An upperbound on a frequencies problem

Solution 1:

Let $(f_1,\ldots,f_n)$ be a list of frequencies with $\sum_{i=1}^nif_i$ maximal, and suppose it is not $(\frac mn,\ldots,\frac mn)$.

Then there must exist $1\le i_0<n$ such that $f_1\ge\cdots\ge f_{i_0}>\frac mn\ge f_{i_0+1}\cdots\ge f_n$ (otherwise, $\sum_{i=1}^nf_i$ would be either smaller or greater than $m$).

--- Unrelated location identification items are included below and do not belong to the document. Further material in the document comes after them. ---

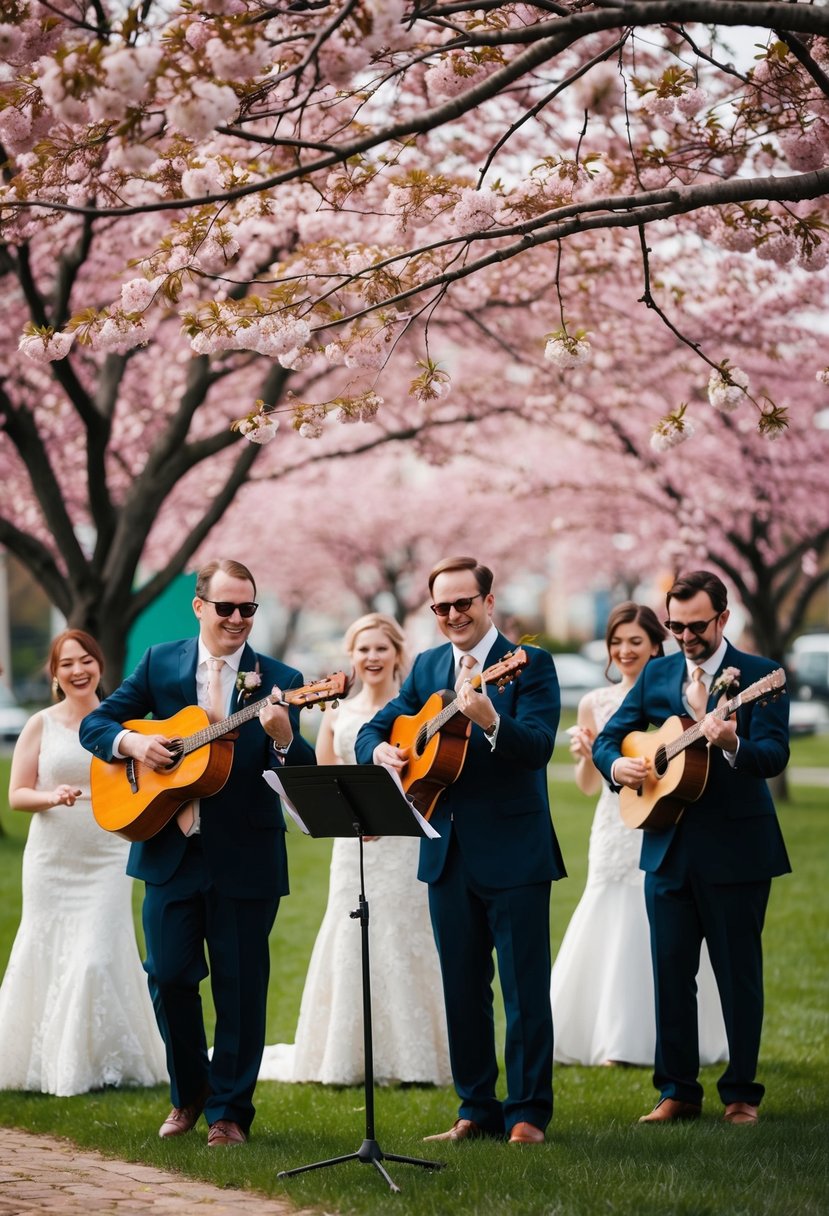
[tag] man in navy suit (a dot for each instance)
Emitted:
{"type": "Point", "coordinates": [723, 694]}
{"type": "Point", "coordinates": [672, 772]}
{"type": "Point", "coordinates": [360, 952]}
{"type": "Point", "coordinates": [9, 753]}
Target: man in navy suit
{"type": "Point", "coordinates": [709, 876]}
{"type": "Point", "coordinates": [215, 872]}
{"type": "Point", "coordinates": [490, 871]}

Now, let $$\varepsilon:=\frac{f_{i_0}-f_{i_0+1}}2>0$$ and consider $$\widetilde{f_i}:=\begin{cases}f_i&\text{if $i\notin\{i_0,i_0+1\}$,} \\f_i-\varepsilon&\text{if $i=i_0$,}\\ f_i+\varepsilon&\text{if $i=i_0+1$.}\end{cases}$$ It is easily checked that $\sum_{i=1}^n\widetilde{f_i}=m$ and that $\widetilde f\!_1\ge\cdots\ge\widetilde f\!_n$. We find $$\sum_{i=1}^ni(\widetilde f\!_i-f_i)=-i_0\varepsilon+(i_0+1)\varepsilon=\varepsilon>0,$$ which contredicts the maximality of $(f_1,\ldots,f_n)$.

Thus $(\frac mn,\ldots,\frac mn)$ is the only list of frequencies for which $\sum_{i=1}^nif_i$ can be maximal. (One should also make sure that the maximum exists, but this is easily done by a compactness argument.)